The warning came after the destroyer the USS John S McCain carried out the US military’s latest patrol, close to Mischief Reef in the Spratly Islands
The Chinese defence ministry said in a statement that the move was provocative, would severely damage the two nations’ strategic trust and created difficulties and obstacles for their militaries.
“We urge the US to immediately correct its mistake, stop provocations in the name of ‘freedom of navigation’,” it said.
China resolutely opposed the US “show of force”, it added.
China’s foreign ministry also criticised the latest US Navy freedom of navigation patrol as disrupting hard-earned regional peace.
“The US Navy violated Chinese and international laws and breached Chinese sovereignty and endangered life and the security of frontline personnel,” foreign ministry spokesman Geng Shuang said in a statement on Thursday.
“Some external forces wish to go against the tide and provoke troubles in the name of ‘freedom of navigation’, aiming to destroy the good atmosphere. This clearly shows who doesn’t want a stable South China Sea and who is the major force driving the militarisation in these waters,” Geng said.
The patrol was the latest attempt to counter what Washington sees as Beijing’s efforts to limit freedom of navigation in international waters.
It also comes as US President Donald Trump is seeking China’s cooperation to rein in North Korea’s nuclear weapons programme.
Mischief Reef is one of the islands where China is building military facilities.
A large antennae array is being installed that may boost the Chinese military’s ability to monitor the area, according to a report released in June by part of the US think tank, the Centre for Strategic and International Studies.
China’s claims in the South China Sea, through which about US$5 trillion worth of global trade passes each year, are contested by Brunei, Malaysia, the Philippines, Taiwan and Vietnam.
These territorial disputes continue to strain relations between China and its neighbours in the region. At a recent Association of Southeast Asian Nations forum in Manila, Vietnam pushed for a joint communique to express concern about “extended construction” in the disputed waters.

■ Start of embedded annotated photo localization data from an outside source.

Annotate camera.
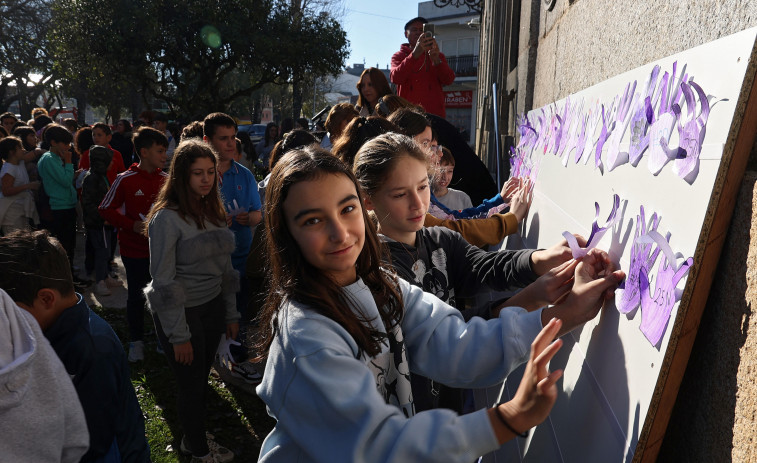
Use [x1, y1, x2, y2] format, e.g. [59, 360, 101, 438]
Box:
[423, 23, 435, 38]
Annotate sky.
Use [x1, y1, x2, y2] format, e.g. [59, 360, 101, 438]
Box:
[341, 1, 424, 70]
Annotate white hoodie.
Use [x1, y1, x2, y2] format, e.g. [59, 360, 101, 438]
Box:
[0, 289, 89, 462]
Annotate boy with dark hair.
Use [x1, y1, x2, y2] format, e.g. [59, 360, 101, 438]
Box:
[202, 111, 237, 139]
[37, 124, 78, 275]
[0, 230, 150, 462]
[433, 146, 473, 211]
[100, 126, 169, 362]
[82, 145, 117, 296]
[202, 111, 263, 383]
[152, 111, 176, 166]
[1, 112, 18, 136]
[79, 122, 125, 184]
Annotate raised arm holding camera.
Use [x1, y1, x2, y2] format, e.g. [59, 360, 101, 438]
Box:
[390, 16, 455, 118]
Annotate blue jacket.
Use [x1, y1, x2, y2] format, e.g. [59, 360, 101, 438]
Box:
[430, 191, 504, 219]
[219, 161, 262, 268]
[44, 294, 150, 462]
[256, 278, 544, 462]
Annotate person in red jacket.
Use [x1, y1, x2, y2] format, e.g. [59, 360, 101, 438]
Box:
[390, 16, 456, 119]
[78, 123, 125, 183]
[99, 127, 168, 362]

Beijing-based military expert Li Jie expected the US would conduct more freedom of navigation operations to counterbalance the impact of China’s military build-up, and as an attempt to maintain Washington’s ties in the region.
“This incident won’t damage Sino-US relations to a great extent, but it will affect the atmosphere when it comes to negotiating, for example over trade matters,” Li said.
Another military expert based in Beijing, Zhou Chenming, said China’s neighbours expected the US to do more to counter its territorial claims in the South China Sea. “The US wants to show support to those countries by patrolling near an island that China claims to have sovereignty over,” Zhou said.